Gaslit

Julia Roberts stars as the woman who wouldn’t lie for Richard Nixon, and was hated for it.

Gaslit

Donald Trump’s presidency saw a renewed interest in the rise and fall of Richard Nixon, now almost half a century ago.

In 2017, we got the excellent Mark Felt: The Man Who Brought Down the White House, starring Liam Neeson as the associate FBI director who fed Washington Post reporters Bob Woodward and Carl Bernstein the story behind the Watergate burglary. They nicknamed him “Deep Throat”.

The four-hour documentary Watergate — Or, How We Learned to Stop an Out-of-Control President was released a year later.

Slate produced a podcast about the Watergate scandal in 2020, called Slow Burn. It was so successful that they continued it with a season about Monica Lewinsky and the impeachment of Bill Clinton.

Gaslit is partly based on that podcast. The makers of Slow Burn restored Martha Mitchell’s role in the history of Watergate. Gaslit puts her front and center with a stellar performance by Julia Roberts.

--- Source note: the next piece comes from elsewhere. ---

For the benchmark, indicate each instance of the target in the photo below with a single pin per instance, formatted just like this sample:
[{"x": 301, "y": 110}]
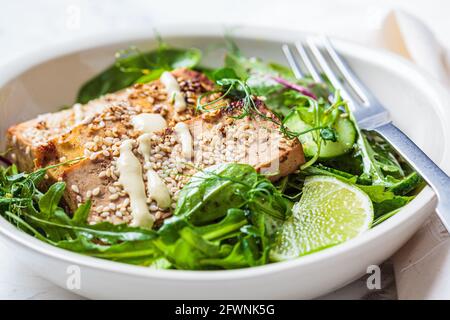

The socialite and wife of Attorney General John Mitchell spoke frankly about Nixon’s shortcomings in newspaper and television interviews. For her honesty, she was called a drunk by the White House and shunned by Republicans. In other words, she was gaslit. The series drives homes how traumatizing that must have been.

We already knew Roberts could play the no-holds-barred Southern belle from her role as Joanna Herring in Charlie Wilson’s War. She excels as Martha Mitchell, bringing out the woman’s fragility and vigor.

In addition to Roberts, the series boasts impressive performances by Dan Stevens, of Downton Abbey fame, as the slippery John Dean and Shea Whigham, of Boardwalk Empire, as the half-psychopathic Gordon Liddy, who organized the Watergate break-in.

Special mention must go to Sean Penn as John Mitchell. He is so immersed in the role (thanks in no small part to outstanding makeup) that I didn’t realize it was Penn until I read the credits!

I will say eight episodes are a bit much if you’re not a political or history junkie. If they had cut the screentime of some of the peripheral characters, like Liddy, the story could have easily fit in five or six episodes.

Also don’t make this the first thing you read or watch about Watergate. In addition to the titles I listed in the beginning, I recommend Oliver Stone’s 1995 Nixon and — of course — the 1976 classic All the President’s Men, starring Robert Redford and Dustin Hoffman as Woodward and Bernstein. Once you’ve seen those, Gaslit does lend a new perspective on the scandal that brought down a president.